La sconfitta di Udine racconta di un problema che sta diventando atavico (mischiato ad altri già storici): questa squadra ha un GRANDISSIMO problema di coerenza prestazionale e psicologica nelle partite.
Il Napoli ha un enorme problema psicologico e non lo si può più nascondere
In questa prima metà di stagione il Napoli ha saputo essere molto bello (non in senso estetico ma di efficacia) e molto concreto ma anche bruttissimo. Inizi con una prestazione dominante contro il Sassuolo. Contro l’Inter giochi un secondo tempo pazzesco per attenzione e cinismo. A Roma fai una gara granitica, senza rischiare quasi nulla. Nella gara contro la Juventus potevi vincere con almeno 3-4 gol di scarto per la mole di chance create. Poi, però, a Torino, Bologna e Udine non riesci nemmeno a tirare in porta. A Lisbona uguale. Non parliamo poi di Eindhoven: una figuraccia che ricorderemo per sempre.

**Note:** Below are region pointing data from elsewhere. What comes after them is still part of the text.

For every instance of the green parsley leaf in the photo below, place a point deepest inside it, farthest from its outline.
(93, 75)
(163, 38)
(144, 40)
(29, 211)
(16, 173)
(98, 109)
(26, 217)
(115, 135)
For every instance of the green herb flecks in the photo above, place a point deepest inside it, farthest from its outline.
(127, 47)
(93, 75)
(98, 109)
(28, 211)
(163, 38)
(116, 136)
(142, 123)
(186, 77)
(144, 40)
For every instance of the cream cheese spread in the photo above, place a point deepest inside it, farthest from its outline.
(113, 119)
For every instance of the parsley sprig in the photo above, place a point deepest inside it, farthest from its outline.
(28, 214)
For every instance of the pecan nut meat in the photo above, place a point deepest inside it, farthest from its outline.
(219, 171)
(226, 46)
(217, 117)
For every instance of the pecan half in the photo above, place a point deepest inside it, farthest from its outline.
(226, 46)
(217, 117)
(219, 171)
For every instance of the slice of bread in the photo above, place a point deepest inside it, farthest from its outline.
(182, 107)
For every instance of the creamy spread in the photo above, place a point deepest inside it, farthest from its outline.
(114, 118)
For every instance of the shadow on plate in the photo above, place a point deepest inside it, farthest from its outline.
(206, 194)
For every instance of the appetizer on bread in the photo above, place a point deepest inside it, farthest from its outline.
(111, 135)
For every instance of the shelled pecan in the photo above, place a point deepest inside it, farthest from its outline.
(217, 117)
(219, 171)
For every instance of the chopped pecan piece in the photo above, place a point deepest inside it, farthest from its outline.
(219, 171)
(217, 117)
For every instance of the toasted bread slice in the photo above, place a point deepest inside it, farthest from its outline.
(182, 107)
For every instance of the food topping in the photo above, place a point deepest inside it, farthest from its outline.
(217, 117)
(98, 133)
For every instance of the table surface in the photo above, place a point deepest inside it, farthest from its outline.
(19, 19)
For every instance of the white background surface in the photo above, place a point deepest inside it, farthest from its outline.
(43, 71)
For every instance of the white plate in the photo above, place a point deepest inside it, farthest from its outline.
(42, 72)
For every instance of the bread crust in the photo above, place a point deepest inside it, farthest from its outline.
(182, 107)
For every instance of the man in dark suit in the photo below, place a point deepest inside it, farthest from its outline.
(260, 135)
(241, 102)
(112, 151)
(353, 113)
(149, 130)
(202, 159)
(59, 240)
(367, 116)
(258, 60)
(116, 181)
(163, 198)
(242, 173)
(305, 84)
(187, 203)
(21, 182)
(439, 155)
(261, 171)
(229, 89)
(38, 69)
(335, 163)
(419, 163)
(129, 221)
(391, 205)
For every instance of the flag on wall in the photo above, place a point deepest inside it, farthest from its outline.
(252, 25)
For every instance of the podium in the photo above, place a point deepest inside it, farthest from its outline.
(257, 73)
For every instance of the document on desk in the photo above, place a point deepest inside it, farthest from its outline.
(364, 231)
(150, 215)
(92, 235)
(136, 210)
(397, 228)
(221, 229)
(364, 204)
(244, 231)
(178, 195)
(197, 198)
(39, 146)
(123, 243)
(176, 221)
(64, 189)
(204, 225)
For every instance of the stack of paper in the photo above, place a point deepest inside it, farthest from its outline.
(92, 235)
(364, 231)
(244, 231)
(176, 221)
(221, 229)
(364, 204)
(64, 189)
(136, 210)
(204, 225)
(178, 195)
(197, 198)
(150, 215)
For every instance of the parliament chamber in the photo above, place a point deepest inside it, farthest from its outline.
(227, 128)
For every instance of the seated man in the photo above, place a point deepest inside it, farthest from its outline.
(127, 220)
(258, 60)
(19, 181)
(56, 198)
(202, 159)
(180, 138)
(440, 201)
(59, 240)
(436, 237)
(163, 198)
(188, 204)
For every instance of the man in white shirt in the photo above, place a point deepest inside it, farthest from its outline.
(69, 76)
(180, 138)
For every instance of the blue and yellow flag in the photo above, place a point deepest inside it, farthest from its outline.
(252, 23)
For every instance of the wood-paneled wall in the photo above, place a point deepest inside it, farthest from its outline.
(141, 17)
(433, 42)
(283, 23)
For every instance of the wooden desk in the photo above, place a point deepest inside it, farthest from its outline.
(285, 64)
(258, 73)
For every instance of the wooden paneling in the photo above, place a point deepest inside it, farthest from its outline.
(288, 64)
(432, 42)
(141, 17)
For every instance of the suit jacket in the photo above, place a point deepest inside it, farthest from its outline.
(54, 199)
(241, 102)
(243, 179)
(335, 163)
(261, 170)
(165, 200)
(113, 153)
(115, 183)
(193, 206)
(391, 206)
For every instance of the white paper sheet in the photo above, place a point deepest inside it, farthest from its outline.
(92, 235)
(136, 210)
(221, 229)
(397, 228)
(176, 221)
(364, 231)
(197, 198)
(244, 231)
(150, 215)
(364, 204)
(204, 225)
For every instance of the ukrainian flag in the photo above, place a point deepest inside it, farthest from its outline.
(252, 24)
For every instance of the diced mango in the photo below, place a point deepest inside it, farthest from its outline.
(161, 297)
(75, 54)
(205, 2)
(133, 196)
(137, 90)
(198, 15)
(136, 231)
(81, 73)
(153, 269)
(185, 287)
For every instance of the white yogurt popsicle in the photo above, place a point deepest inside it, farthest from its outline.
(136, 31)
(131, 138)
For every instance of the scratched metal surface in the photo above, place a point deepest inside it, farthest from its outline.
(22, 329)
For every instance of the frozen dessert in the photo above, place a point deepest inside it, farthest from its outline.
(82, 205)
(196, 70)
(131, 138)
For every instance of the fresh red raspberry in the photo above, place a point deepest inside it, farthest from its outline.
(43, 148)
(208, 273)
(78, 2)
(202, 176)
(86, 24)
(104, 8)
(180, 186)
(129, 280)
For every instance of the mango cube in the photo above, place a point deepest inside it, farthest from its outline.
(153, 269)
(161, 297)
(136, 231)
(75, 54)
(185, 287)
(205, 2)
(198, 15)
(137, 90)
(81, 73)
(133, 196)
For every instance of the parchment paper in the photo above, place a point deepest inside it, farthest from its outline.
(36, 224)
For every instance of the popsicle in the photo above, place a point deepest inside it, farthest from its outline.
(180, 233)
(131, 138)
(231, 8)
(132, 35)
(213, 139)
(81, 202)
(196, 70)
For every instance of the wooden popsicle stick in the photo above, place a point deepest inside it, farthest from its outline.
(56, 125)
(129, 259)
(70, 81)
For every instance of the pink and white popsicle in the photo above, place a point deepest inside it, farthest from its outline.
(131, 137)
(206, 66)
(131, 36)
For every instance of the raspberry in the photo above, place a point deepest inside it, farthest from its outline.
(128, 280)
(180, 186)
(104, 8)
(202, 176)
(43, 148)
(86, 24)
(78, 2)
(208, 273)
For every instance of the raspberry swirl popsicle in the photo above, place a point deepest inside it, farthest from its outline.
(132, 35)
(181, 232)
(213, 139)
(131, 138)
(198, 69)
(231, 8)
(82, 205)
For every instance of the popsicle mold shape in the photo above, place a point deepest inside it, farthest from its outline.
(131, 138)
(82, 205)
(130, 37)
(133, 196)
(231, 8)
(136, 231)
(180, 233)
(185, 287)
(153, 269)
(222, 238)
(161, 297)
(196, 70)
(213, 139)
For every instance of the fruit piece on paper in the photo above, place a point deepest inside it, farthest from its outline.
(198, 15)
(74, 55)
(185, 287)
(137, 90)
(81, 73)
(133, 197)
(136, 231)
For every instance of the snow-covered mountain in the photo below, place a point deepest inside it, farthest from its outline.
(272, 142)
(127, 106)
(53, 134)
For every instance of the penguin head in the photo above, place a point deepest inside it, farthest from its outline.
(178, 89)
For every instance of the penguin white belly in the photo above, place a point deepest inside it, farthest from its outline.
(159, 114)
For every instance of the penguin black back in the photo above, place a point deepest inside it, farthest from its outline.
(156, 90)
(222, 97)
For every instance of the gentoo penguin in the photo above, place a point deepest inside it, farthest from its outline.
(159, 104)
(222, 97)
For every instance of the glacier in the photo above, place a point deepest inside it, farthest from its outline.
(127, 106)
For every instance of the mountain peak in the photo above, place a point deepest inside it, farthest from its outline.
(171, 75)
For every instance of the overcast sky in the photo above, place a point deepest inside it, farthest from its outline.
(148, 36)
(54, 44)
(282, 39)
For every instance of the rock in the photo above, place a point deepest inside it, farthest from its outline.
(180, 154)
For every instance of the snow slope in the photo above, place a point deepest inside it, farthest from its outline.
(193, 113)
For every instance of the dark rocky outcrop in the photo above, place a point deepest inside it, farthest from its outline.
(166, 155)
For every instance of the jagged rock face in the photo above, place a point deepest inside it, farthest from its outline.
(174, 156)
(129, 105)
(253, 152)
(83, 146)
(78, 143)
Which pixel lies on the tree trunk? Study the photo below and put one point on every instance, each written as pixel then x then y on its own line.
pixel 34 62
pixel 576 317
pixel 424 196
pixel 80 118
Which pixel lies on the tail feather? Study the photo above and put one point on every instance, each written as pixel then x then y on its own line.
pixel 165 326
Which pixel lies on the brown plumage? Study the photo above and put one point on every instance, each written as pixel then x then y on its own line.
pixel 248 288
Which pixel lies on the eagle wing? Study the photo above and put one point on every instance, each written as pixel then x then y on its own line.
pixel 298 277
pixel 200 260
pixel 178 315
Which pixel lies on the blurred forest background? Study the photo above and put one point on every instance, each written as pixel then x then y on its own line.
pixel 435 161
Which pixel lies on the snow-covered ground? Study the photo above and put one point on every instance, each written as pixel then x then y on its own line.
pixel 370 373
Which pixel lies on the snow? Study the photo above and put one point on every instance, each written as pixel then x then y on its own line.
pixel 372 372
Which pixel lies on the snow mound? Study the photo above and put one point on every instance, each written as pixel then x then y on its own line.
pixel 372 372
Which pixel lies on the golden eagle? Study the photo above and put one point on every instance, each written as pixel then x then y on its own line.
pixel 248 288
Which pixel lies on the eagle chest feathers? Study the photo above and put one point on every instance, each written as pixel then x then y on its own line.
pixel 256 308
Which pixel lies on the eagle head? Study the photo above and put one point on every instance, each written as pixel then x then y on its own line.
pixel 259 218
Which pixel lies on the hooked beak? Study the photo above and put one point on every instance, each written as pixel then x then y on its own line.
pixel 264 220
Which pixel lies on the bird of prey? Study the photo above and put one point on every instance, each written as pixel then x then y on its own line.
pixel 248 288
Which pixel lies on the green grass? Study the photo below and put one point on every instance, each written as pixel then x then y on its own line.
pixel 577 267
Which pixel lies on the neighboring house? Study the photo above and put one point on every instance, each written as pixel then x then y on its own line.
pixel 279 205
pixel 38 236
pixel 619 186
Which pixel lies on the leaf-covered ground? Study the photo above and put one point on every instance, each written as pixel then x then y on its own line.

La stanchezza e la rosa più corta e martoriata dagli infortuni (dovuti soprattutto a errori nella preparazione, su questo non ci piove) non possono essere degli alibi per sempre ma è pur vera un’altra cosa: con la squadra al completo, il Napoli lo doveva dominare questo campionato. Visto anche lo stranissimo andamento che sta avendo. Il fatto che sia – nonostante tutto – al terzo posto è sia una buona che una brutta notizia.
Il problema vero sta nella ricerca di queste prestazioni altalenanti. E noi ripetiamo quello che forse è il segreto di Pulcinella: al di là delle altre problematiche, è IMPOSSIBILE che questo non sia un problema psicologico. Come può una squadra così forte sciogliersi così facilmente davanti alle difficoltà? Ieri la partita si doveva svolgere sulle ali dell’entusiasmo, potevi andare a giocarti la Supercoppa con un primo posto in campionato e tante certezze ritrovate. Invece, sembra sempre che questi ragazzi posseggano una straordinaria capacità di autosabotaggio, francamente inspiegabile.
Tra corresponsabiità e speranze
Ci sono (tante) colpe dell’allenatore: nella gestione e nel non saper dare convinzione. Ma ci sono anche molte colpe dei calciatori. Perché ricordiamoci che, alla fine, sono loro quelli che scendono in campo.
La Supercoppa e la trasferta di Cremona diranno moltissimo su quanto vale la squadra. Ma non parliamo di valore tecnico, ovviamente, bensì di testa e cuore. Perché senza quelle non si va da nessuna parte. E lo stesso Napoli, nelle sue prestazioni incoerenti, lo dimostra alla perfezione.